Alex Finelli non sarà l’allenatore della Givova Scafati nel campionato di serie A2 2015/2016. Già nell’aria da diverse settimane, è diventato ufficiale il divorzio tra la società dell’Agro ed il tecnico bolognese che così bene ha fatto negli ultimi mesi della sua gestione, portando la squadra dalla zona retrocessione a ridosso di quella play-off. «Non si è riusciti a trovare l’accordo con Finelli – ha ammesso il direttore generale gialloblù Gino Guastaferro – nonostante la volontà dei vertici societari e la buona offerta economica formulatagli. Da un lato le sue legittime ambizioni di aspirare ad una panchina in massima serie, dall’altro l’enorme distanza dalla sua domanda, ci hanno costretto a prendere strade diverse».

Anche se i campionati sono ancora in corso ed il mercato acquisti e cessioni è ancora fermo, la dirigenza di Viale Della Gloria non resta a guardare. «Stiamo sondando le varie opportunità ed abbiamo un ampio ventaglio di allenatori sui quali stiamo raccogliendo informazioni.

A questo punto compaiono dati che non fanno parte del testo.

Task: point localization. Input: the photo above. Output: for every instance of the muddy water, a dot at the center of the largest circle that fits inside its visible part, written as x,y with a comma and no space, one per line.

Nel corso dei prossimi giorni e settimane – ha proseguito il dirigente – questa lista si restringerà fino a trovare l’uomo che fa al caso nostro, la cui ufficialità non sarà data prima della metà del prossimo mese. Vogliamo prenderci tutto il tempo che ci occorre per non commettere i medesimi errori di quest’ultima stagione e meglio individuare l’allenatore che abbia la giusta esperienza ed affidabilità per la nostra piazza».

I lavori della dirigenza scafatese sono ora incentrati sugli aspetti burocratici, dai bilanci alle fideiussioni, passando per i vari pagamenti che impone la federazione. «Ci stiamo adeguando a tutte le scadenze anticipate che ci hanno imposto da questo nuovo anno. Stiamo lavorando assiduamente sui bilanci – ha incalzato – per arrivare pronti alla prima scadenza del 1 giugno, nel quale partiranno i controlli. Stiamo poi concentrando l’attenzione sulla fideiussione, che non sarà più di 30.000, bensì di 70.000 euro, la cui scadenza è stata anticipata da settembre a luglio. Insomma, in questo momento abbiamo cose più imminenti a cui pensare, rispetto alla costruzione della squadra, che per ora può aspettare».

Idee chiare ed obiettivi ben definiti sono alla base del lavoro societario. Tutti sanno bene dove arrivare e quale strada percorrere. «Vogliamo raggiungere i play-off. A Scafati non si faranno mai i campionati tranquilli o per salvarsi. Siamo una società ambiziosa – ha chiosato Guastaferro – e vogliamo essere competitivi per i vertici della nuova serie A2».